Rating:

# Rabbit Hole

> Here's a picture of my favorite vegetable. I hope it doesn't make you cry.

## The setup

We get a simple jpg of an onion. We know it's stego so I started poking there. It took me a very very large amount of time to find it, even thought the fact that it's a jpg seriously limited the possbilities.

## The solving

### Part 1: Extracting from jpg

It ended up being an image processed with steghide. Now all I needed was the password. After some trial and error and remembering the harshells debacle, I ended up trying 'onion' which was correct. I then got a textfile containing a seemingly random string of printable chars.

### Part 2: Onion

The name is a give away: it's a website on the onion network which can be accessed through tor. Not necessarily eager to venture there, I used a web proxy to access the page, which turned out to be a gigantic chunk of chinese characters, as well as some gifs.

### Part 3: Reading Chinese

Funny enough, I read chinese and this was basically junk. At this point it was also around 2am on a work night and I was getting slowly but surely a little tired. My first instict was to separate the stuff, i.e. dump the whole chinese chunk in a binary file, extract the gifs as png and start by performing basic stego on the latter. It didn't yield anything so I turned my attention to the cinese text again. No, from previous challenges I had done some extensive readup on multi-byte encodings and my first thougth was that it could be just that. Alas, none of the usual suspects seemed to fit. So I started wandering. Talking to other people, one directed my attention towards bases, such as base64. Given the size however, it had to be something else. 3 am came and went and that's basically when I discovered that there exists such a thing as [base65536](https://github.com/qntm/base65536). It turned out to be right.
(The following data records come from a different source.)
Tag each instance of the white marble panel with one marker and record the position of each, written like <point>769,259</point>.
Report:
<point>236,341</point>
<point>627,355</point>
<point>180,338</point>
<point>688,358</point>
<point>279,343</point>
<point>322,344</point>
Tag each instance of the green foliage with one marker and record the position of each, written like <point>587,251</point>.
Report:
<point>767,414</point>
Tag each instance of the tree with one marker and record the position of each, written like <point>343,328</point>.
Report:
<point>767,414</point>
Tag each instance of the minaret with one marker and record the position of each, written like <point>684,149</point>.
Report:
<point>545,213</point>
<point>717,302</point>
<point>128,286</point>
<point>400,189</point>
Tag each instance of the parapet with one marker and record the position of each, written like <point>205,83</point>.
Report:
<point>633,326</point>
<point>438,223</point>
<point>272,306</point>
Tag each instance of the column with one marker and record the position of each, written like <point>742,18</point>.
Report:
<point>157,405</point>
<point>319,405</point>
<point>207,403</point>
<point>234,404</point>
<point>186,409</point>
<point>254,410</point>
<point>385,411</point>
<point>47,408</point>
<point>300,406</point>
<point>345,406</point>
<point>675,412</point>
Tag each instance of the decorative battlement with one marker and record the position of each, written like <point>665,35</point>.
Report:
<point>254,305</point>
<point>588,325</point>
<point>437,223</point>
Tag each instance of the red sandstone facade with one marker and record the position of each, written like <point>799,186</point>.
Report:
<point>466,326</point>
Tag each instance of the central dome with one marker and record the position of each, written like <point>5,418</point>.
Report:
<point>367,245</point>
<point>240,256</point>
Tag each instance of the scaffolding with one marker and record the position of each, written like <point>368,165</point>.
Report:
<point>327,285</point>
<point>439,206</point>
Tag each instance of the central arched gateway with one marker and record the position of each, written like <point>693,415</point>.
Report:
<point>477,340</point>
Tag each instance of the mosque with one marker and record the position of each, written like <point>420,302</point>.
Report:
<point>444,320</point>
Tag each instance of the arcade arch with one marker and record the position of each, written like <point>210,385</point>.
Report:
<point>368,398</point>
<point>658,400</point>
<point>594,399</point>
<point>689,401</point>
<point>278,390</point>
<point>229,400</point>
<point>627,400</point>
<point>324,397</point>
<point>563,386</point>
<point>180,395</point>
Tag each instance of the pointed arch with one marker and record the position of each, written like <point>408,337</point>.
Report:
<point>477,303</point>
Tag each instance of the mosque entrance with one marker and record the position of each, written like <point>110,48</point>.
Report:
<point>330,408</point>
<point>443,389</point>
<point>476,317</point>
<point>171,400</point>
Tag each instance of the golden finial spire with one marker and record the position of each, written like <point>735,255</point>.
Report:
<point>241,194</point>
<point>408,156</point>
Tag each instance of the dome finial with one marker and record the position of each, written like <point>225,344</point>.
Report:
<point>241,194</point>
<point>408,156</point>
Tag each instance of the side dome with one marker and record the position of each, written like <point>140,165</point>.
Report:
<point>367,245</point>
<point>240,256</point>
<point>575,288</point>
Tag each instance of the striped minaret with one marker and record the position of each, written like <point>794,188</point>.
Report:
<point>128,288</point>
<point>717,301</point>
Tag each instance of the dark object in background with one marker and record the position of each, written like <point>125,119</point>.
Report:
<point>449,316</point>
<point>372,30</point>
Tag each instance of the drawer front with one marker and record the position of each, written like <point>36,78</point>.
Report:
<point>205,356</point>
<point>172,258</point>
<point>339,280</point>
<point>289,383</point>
### Part 4: Mooom, are we there yet?

Almost. Decoding the blob using base65536 and ddumping it in a binary file finally gave us something recognizable: a PKZIP file. Upon opening it, I was greeted by some dubious ebook which, quite frankly, I simply wans't equipped to deal with at the taime of the night. I had an instant regret the next morning when I simply ran ```strings``` on the file and immediately got the flag.

To summarize: this was one of the best challenges I've come accross. Incredibly creative and a lot of new things learned, and also very lucrative, part of what brought me in the top20. 11/10 would do again.